As the Washington Post noted recently, Virginia has cut the hours of many state employees in order to avoid having to provide them with health insurance. Since the law requires employers to provide insurance to all “full-time” workers, and defines “full-time” to mean 30 or more hours a week, Virginia capped it’s part-time employees’ hours at 29 hours per week. And it isn’t just Virginia. Several other states and private employers are implementing or considering similar measures.
For Kevin Pace, an adjunct music professor who teaches at a Virginia state college, that has meant an immediate $8,000 pay cut. So now, not only will he not have employer-sponsored health insurance, but he’ll have less money with which to purchase it himself. And of course, if he doesn’t purchase health insurance himself, he’ll be subject to an IRS-imposed “penalty”—or in the words of the U.S. Supreme Court—a “tax.”
Does this come as a surprise, that a measure designed to make it easier for people to obtain health insurance, is in fact hurting the very people it was intended to help? Is it possible that the “Affordable Care Act” is in fact making people less able to afford healthcare?
Nobel-prize winning economist Friedrich Hayek certainly would not be surprised at this revelation. And indeed, he could be credited with predicting such a result. In The Road to Serfdom, Hayek warned of how certain political ideas, (including central-planning, wealth redistribution and socialism), though promoted by people of the best intentions, inevitably lead towards impoverishment and slavery. He writes, for example, “Is there a greater tragedy imaginable than that, in our endeavor consciously to shape our future in accordance with high ideals, we should in fact unwittingly produce the very opposite of what we have been striving for?”

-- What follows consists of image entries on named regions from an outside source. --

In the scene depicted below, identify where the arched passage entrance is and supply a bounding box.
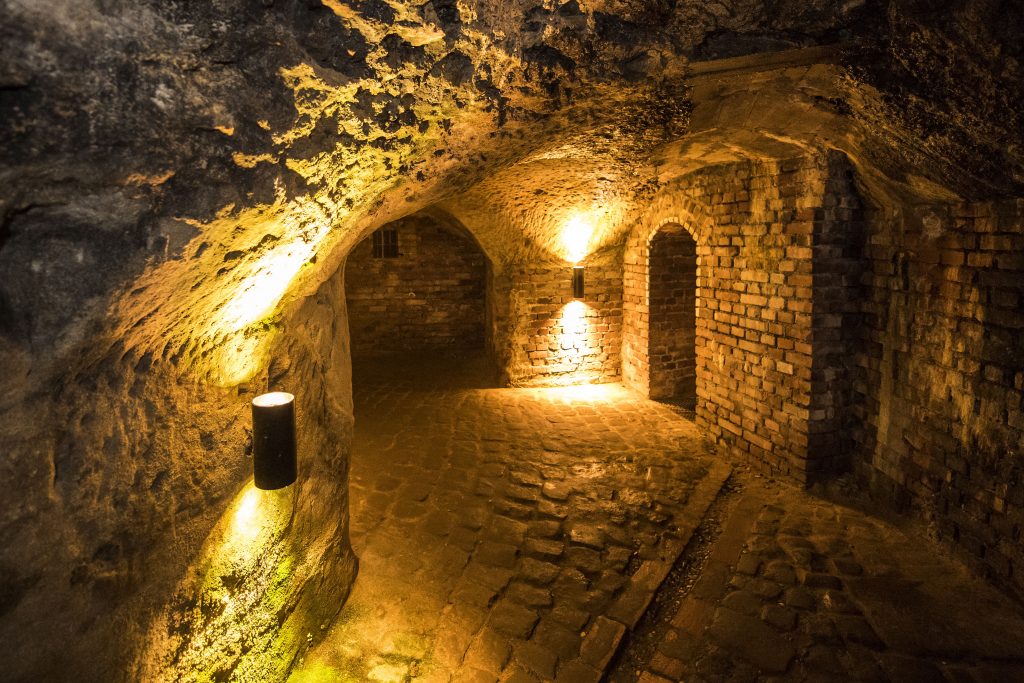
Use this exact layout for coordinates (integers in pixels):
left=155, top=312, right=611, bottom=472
left=647, top=223, right=697, bottom=411
left=345, top=214, right=487, bottom=358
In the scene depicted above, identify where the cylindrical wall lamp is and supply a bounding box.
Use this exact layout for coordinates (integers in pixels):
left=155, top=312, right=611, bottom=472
left=253, top=391, right=298, bottom=490
left=572, top=265, right=583, bottom=299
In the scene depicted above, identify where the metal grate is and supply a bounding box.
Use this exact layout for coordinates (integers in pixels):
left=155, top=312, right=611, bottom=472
left=374, top=229, right=398, bottom=258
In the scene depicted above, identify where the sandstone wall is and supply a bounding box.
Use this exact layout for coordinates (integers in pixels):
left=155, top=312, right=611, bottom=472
left=345, top=216, right=486, bottom=357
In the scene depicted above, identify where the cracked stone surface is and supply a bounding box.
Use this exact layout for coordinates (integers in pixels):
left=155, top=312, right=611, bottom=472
left=608, top=475, right=1024, bottom=683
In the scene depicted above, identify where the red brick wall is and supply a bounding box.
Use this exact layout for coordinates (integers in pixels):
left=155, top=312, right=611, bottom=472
left=493, top=253, right=623, bottom=386
left=855, top=196, right=1024, bottom=596
left=647, top=225, right=697, bottom=410
left=345, top=217, right=486, bottom=357
left=623, top=157, right=856, bottom=481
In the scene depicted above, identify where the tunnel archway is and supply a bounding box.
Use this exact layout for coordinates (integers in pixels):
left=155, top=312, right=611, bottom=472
left=345, top=214, right=489, bottom=359
left=647, top=223, right=697, bottom=411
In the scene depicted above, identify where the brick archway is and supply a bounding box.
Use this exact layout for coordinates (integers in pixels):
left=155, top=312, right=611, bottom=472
left=623, top=193, right=711, bottom=397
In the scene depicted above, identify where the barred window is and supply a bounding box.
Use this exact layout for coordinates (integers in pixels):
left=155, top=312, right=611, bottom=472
left=374, top=228, right=398, bottom=258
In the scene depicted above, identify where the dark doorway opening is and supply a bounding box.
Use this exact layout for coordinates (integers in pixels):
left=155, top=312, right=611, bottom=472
left=648, top=224, right=697, bottom=411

Here, while President Obama and Congress may have had only the best of intentions in mind—i.e. a desire to see all Americans have access to better healthcare—their attempt to legislate that result has wrought hardship and suffering on the intended beneficiaries. This outcome, according to Hayek and others, exemplifies the problem with central-planning and wealth-redistribution. The result is never “fair,” and often leads to unanticipated problems—because one central authority can never know or use all of the information required to “make the system work.” It is a great fallacy to believe that a coercive, top-down approach will produce better results than competitive, decentralized markets. This is just the latest example.